San Antonio River Authority
- Abbreviation: SARA
- Formation: 1937
- Type: Government-owned corporation
- Purpose: Water conservation and reclamation
- Headquarters: 100 East Guenther Street, San Antonio, Texas, 78204
- Region served: Bexar, Goliad, Karnes, and Wilson counties, Texas
- General Manager: Derek E. Boese
- Main organ: Board of Directors
- Website: https://www.sariverauthority.org/

= San Antonio River Authority =

The San Antonio River Authority (SARA), created in 1937, is a river authority in the State of Texas. Its jurisdiction covers 3,658 square miles—all of Bexar, Wilson, Karnes and Goliad Counties. In 1917, the voters of Texas passed a constitutional amendment allowing the legislature to create river authorities, which are responsible for developing and conserving the state's water resources. The authorities are appointed by the state to serve regional areas, generally coincidental with river basins. This act was also a solution inspired by the problems brought by the devastating floods of 1913 and 1914.

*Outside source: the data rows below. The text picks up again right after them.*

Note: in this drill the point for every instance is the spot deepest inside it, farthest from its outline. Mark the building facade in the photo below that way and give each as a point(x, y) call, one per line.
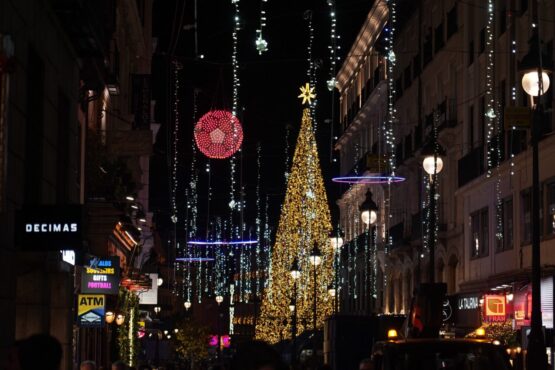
point(440, 80)
point(75, 96)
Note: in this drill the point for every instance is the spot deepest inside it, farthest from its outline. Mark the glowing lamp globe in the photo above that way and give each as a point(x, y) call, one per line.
point(428, 164)
point(531, 83)
point(218, 134)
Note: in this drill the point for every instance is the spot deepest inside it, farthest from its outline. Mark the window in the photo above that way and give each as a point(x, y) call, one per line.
point(526, 206)
point(63, 148)
point(471, 52)
point(482, 40)
point(471, 127)
point(34, 128)
point(408, 76)
point(452, 21)
point(479, 233)
point(427, 48)
point(506, 242)
point(439, 42)
point(502, 22)
point(482, 121)
point(550, 207)
point(523, 6)
point(416, 66)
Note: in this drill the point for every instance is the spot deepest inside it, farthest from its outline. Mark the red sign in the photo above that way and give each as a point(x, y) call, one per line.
point(495, 308)
point(523, 308)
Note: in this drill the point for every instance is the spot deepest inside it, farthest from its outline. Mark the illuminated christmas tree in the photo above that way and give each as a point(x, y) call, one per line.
point(304, 224)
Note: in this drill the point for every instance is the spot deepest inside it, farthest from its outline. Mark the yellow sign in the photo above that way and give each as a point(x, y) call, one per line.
point(517, 117)
point(90, 309)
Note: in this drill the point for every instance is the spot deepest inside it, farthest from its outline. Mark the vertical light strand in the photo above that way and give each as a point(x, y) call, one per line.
point(192, 205)
point(267, 246)
point(261, 43)
point(333, 47)
point(174, 181)
point(513, 103)
point(392, 93)
point(311, 70)
point(235, 106)
point(175, 159)
point(257, 289)
point(494, 137)
point(287, 149)
point(490, 86)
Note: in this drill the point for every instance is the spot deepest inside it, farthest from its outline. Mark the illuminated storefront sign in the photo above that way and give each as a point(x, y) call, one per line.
point(49, 227)
point(495, 308)
point(90, 310)
point(468, 303)
point(101, 275)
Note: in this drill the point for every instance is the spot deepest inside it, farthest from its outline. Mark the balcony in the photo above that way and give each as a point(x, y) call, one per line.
point(471, 166)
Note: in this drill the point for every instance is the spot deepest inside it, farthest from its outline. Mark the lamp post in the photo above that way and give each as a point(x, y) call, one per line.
point(432, 161)
point(219, 300)
point(533, 65)
point(336, 241)
point(315, 260)
point(295, 274)
point(369, 215)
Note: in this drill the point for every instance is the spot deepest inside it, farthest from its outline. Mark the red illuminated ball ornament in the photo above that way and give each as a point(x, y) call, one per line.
point(218, 134)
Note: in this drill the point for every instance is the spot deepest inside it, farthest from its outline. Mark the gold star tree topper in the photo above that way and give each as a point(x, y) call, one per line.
point(307, 93)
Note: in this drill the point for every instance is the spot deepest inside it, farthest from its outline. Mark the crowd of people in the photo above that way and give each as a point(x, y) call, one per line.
point(44, 352)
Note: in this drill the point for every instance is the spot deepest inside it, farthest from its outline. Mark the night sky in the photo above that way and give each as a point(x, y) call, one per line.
point(267, 96)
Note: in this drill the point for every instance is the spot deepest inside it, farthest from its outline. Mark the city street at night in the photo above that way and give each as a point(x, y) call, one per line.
point(277, 185)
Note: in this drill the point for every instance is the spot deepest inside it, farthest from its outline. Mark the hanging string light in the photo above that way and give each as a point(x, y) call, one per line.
point(311, 70)
point(261, 43)
point(392, 93)
point(233, 203)
point(333, 47)
point(257, 290)
point(174, 185)
point(493, 137)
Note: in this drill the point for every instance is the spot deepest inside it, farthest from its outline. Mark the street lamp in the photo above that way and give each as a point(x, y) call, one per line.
point(110, 316)
point(533, 65)
point(295, 274)
point(336, 241)
point(369, 215)
point(315, 260)
point(432, 161)
point(368, 210)
point(120, 319)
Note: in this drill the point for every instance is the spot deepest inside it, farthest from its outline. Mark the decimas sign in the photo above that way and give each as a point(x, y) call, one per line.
point(218, 134)
point(90, 310)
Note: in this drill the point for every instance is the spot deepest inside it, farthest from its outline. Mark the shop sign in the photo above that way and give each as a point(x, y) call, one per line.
point(151, 295)
point(468, 303)
point(101, 275)
point(68, 257)
point(447, 310)
point(42, 228)
point(467, 311)
point(495, 308)
point(90, 310)
point(523, 304)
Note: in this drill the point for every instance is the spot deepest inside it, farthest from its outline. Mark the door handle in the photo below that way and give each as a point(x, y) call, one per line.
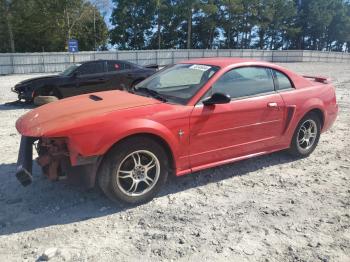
point(273, 105)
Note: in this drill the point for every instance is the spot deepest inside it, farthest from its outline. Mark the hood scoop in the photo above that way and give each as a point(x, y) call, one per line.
point(95, 98)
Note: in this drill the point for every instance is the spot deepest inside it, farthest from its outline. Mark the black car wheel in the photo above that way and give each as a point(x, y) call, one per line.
point(134, 170)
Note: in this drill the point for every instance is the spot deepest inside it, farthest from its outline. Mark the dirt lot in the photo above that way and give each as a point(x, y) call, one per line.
point(271, 208)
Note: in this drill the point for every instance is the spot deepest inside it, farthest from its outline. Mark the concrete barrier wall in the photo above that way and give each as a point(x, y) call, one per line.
point(23, 63)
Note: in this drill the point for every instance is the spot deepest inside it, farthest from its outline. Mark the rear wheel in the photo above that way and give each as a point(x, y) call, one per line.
point(42, 100)
point(306, 136)
point(134, 170)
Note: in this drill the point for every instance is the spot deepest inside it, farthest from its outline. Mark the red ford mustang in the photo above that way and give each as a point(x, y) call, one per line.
point(190, 116)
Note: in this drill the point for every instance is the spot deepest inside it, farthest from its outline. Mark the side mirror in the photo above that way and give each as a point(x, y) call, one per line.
point(217, 98)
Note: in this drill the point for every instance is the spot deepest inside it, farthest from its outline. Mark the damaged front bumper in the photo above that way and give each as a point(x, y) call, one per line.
point(54, 159)
point(25, 161)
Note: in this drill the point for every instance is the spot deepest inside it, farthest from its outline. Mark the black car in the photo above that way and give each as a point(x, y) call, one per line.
point(87, 77)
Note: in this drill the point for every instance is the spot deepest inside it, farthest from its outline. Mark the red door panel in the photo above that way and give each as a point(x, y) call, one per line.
point(236, 129)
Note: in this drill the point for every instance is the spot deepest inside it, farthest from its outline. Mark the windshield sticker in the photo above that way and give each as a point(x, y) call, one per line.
point(200, 67)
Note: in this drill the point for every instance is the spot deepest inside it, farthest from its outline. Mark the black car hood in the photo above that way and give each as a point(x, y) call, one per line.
point(28, 81)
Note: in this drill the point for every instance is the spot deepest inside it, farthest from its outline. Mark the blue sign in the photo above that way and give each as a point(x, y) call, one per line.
point(73, 46)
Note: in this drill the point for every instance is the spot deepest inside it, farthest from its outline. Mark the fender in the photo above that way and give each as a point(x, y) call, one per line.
point(301, 111)
point(86, 144)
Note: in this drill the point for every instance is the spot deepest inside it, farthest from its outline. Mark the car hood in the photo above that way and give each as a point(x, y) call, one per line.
point(52, 118)
point(28, 81)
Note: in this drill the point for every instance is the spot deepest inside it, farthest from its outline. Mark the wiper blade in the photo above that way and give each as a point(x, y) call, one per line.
point(152, 93)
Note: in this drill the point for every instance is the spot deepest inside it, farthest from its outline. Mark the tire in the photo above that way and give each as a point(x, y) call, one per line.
point(123, 173)
point(42, 100)
point(306, 136)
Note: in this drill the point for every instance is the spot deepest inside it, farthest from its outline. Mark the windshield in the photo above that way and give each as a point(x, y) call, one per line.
point(178, 83)
point(70, 70)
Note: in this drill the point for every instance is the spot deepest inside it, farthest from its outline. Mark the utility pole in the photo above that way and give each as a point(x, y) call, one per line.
point(95, 28)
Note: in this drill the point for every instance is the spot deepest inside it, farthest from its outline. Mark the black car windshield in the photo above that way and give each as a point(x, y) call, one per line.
point(178, 83)
point(70, 70)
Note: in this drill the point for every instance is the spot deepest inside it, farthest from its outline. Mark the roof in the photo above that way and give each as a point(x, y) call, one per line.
point(220, 61)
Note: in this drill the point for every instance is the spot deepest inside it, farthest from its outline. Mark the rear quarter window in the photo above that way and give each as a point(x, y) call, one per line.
point(283, 82)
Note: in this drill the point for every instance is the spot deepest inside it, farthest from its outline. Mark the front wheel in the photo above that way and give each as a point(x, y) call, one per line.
point(134, 170)
point(306, 136)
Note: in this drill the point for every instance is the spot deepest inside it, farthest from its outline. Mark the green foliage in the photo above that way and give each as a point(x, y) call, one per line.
point(46, 25)
point(263, 24)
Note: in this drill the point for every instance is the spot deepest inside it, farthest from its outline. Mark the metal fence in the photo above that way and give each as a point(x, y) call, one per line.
point(23, 63)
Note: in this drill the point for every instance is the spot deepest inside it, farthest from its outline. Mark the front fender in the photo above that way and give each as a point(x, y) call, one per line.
point(95, 142)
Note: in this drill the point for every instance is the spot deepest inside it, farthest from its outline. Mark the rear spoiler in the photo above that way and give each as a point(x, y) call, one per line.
point(320, 79)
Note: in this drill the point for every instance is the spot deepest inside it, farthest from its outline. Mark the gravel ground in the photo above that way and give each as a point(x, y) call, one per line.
point(270, 208)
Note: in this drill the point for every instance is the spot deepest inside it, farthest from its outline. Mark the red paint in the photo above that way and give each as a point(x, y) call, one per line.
point(213, 135)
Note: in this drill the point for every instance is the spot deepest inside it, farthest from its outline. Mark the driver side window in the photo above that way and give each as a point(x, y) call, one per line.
point(245, 81)
point(91, 68)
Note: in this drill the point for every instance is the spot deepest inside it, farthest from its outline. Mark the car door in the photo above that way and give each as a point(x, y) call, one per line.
point(251, 123)
point(92, 77)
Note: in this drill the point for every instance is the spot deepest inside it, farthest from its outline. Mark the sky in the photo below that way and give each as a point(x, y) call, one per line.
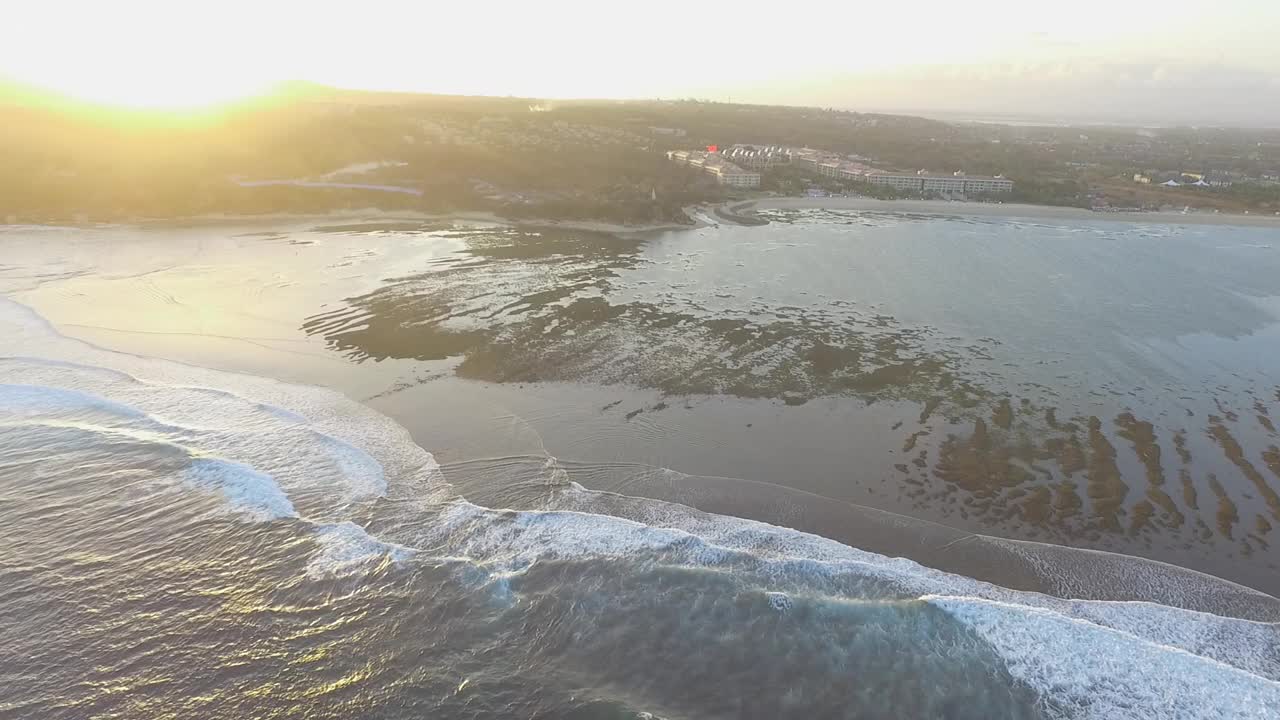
point(1194, 60)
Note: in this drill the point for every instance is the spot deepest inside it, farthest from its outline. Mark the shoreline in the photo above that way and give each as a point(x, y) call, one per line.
point(374, 214)
point(997, 210)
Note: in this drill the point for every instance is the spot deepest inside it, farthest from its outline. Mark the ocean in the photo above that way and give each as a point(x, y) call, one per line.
point(842, 465)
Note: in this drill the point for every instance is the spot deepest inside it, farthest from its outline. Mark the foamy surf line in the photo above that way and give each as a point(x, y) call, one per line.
point(269, 449)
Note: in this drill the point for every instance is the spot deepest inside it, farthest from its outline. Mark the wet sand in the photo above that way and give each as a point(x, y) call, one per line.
point(507, 347)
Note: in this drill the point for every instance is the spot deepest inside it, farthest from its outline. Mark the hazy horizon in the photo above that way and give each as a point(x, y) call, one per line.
point(1179, 63)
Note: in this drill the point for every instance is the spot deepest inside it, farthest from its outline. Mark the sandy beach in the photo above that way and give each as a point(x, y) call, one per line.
point(999, 210)
point(374, 214)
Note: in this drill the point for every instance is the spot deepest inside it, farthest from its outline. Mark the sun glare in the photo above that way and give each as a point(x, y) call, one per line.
point(158, 91)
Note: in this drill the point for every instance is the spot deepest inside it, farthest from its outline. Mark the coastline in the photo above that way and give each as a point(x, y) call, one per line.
point(375, 214)
point(997, 210)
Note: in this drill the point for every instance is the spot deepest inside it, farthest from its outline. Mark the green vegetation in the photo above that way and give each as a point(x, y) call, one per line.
point(531, 159)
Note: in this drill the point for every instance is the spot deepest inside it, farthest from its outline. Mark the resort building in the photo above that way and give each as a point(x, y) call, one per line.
point(717, 167)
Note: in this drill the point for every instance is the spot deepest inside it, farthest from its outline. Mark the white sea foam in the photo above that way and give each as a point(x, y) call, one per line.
point(265, 446)
point(346, 547)
point(1091, 671)
point(246, 490)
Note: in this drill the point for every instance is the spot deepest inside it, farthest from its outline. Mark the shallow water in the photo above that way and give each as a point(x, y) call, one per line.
point(195, 542)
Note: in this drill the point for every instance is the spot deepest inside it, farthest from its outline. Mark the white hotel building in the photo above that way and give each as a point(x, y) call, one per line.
point(717, 167)
point(952, 183)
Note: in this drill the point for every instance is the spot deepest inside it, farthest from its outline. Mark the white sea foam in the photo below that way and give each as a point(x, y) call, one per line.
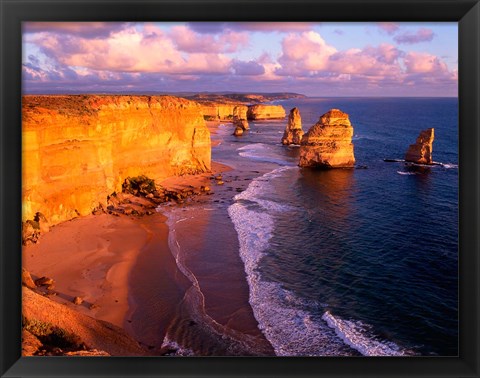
point(450, 166)
point(287, 321)
point(179, 350)
point(263, 152)
point(359, 336)
point(406, 173)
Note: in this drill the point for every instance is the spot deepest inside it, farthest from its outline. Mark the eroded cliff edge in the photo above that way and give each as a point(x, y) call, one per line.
point(77, 150)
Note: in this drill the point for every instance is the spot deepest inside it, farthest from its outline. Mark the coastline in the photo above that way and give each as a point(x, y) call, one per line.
point(124, 270)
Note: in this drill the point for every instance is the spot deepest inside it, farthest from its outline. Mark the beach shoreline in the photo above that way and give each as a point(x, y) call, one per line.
point(123, 269)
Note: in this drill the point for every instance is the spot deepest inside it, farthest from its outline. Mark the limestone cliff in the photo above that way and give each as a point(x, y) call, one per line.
point(265, 112)
point(77, 150)
point(94, 334)
point(328, 143)
point(421, 151)
point(240, 117)
point(293, 132)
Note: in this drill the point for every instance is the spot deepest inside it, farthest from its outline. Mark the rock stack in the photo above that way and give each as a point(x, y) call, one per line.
point(240, 119)
point(293, 132)
point(328, 143)
point(421, 151)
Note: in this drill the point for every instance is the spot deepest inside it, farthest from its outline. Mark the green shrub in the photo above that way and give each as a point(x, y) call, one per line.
point(138, 185)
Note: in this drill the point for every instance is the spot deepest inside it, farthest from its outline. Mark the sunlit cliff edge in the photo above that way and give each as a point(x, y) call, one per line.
point(77, 150)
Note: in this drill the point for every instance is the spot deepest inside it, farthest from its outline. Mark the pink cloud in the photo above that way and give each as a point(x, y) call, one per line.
point(416, 62)
point(373, 61)
point(85, 29)
point(388, 27)
point(267, 27)
point(130, 51)
point(189, 41)
point(304, 52)
point(421, 35)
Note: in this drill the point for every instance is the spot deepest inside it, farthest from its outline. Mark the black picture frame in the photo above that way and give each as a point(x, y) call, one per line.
point(14, 12)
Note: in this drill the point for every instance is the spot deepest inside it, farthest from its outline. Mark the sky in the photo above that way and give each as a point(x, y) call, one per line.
point(314, 59)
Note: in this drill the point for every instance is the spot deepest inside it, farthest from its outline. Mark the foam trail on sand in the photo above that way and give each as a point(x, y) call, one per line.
point(358, 336)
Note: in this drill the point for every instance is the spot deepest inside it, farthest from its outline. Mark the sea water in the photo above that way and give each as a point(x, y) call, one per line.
point(352, 261)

A 12-member Board of Directors governs the San Antonio River Authority (River Authority). Six directors are elected from Bexar County and two are elected from each of the three other counties with each elected member serving four years. Policies established by the Board are executed by the management organization under the direction of a General Manager appointed by the Board.

The San Antonio River Authority has the statutory authority to impose an ad valorem tax for use in planning, operations and maintenance activities only. Its tax is statutorily limited to two cents per $100 of the assessed property valuation. The adopted ad valorem tax rate is $0.01787 (1.787 cents) per $100 assessed property valuation. The average annual tax is $55.13. The adopted FY 2024-2025 budget is $373.8 million.

== Dams and reservoirs ==
SARA operates 13 dams in Karnes County and all 26 dams in Bexar County.

SARA also provides project assistance in maintaining and improving the famed San Antonio River Walk.